Light therapy for preventing seasonal affective disorder.
Citations:114
Influential Citations:2
Systematic Reviews / Meta-Analyses
93
Enhanced Details
Methods
Single-centre, randomized, non-blinded controlled trial conducted in the Netherlands; 46 adults with a history of SAD who were non-depressed at baseline; outpatient setting; three-arm design: bright white visor light, infrared visor light, and no light exposure.
Intervention
Bright white visor light: 2500 lux, 30 minutes daily in the morning (6:00–9:00), at home, during October–April across two winters (1993–1994 and 1994–1995). Infrared visor light: 0.18 lux, 30 minutes daily in the morning (6:00–9:00), at home, during October–April across two winters (1993–1994 and 1994–1995).
Results
Light therapy reduced winter SAD incidence numerically versus no light therapy in this small RCT, but confidence intervals were wide and the evidence quality is very low. No adverse events were reported. There is no comparative evidence versus other preventive options.
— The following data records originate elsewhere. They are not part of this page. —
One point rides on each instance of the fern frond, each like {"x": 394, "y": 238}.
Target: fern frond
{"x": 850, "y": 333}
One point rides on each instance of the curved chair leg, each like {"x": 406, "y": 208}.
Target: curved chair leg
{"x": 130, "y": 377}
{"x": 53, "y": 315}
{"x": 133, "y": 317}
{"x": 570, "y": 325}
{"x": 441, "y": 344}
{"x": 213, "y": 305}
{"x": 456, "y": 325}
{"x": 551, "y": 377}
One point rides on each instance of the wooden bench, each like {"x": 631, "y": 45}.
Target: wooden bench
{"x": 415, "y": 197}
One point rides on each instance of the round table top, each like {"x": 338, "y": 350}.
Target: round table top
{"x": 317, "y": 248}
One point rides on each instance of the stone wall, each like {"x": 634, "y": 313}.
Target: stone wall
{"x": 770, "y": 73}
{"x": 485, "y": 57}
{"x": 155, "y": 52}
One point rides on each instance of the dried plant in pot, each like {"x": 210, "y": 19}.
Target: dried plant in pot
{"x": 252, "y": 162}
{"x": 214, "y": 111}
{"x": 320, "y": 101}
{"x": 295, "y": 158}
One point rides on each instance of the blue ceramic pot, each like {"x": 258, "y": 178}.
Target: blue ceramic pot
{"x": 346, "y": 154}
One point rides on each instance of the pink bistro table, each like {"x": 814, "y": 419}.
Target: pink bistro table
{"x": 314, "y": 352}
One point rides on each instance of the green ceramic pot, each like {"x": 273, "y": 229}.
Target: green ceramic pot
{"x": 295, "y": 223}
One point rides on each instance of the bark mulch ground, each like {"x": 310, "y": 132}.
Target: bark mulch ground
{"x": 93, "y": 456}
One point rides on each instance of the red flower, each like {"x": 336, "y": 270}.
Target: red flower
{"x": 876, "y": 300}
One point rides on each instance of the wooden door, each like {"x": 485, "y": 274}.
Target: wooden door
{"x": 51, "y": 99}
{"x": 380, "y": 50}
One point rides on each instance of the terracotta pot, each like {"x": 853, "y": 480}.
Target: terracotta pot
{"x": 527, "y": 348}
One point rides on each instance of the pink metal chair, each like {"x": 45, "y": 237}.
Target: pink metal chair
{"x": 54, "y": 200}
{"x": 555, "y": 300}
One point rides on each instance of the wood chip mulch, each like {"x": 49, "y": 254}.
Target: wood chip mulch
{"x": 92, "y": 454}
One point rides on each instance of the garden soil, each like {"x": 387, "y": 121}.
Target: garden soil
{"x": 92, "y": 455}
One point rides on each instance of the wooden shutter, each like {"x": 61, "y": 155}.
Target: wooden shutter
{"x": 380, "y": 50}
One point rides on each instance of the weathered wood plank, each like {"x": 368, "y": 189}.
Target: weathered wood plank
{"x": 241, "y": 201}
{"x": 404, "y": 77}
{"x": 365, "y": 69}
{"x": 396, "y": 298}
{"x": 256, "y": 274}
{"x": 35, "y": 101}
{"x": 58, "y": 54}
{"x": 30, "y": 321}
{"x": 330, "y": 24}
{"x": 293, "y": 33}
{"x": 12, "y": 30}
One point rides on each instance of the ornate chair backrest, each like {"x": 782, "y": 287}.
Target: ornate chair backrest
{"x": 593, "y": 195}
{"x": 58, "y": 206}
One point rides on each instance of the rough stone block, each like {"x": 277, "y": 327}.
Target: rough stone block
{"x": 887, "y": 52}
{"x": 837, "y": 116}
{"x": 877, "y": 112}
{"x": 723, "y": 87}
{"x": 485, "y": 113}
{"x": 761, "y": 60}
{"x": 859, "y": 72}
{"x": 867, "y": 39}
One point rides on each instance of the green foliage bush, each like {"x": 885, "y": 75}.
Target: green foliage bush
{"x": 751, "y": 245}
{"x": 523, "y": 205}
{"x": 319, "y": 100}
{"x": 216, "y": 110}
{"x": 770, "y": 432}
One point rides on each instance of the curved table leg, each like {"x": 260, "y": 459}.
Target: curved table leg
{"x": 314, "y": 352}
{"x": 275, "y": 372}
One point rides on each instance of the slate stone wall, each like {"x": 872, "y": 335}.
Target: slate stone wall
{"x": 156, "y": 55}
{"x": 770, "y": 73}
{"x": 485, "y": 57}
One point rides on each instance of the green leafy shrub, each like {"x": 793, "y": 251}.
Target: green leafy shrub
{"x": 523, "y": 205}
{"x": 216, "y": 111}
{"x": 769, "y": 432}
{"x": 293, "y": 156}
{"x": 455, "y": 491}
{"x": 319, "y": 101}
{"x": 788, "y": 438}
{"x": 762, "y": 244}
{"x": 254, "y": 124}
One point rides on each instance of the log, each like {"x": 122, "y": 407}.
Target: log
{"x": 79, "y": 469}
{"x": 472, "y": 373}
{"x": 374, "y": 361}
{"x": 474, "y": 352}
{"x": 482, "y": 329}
Conclusion: efficacy and safety remain uncertain; decisions should be guided by patient preferences; more high-quality trials are needed.
Limitations
Small sample size; single study; high risk of bias (unblinded, incomplete data, self-rated outcomes); no adverse event data; limited participant characteristic reporting; older visor-light intervention with limited generalizability; very wide confidence intervals.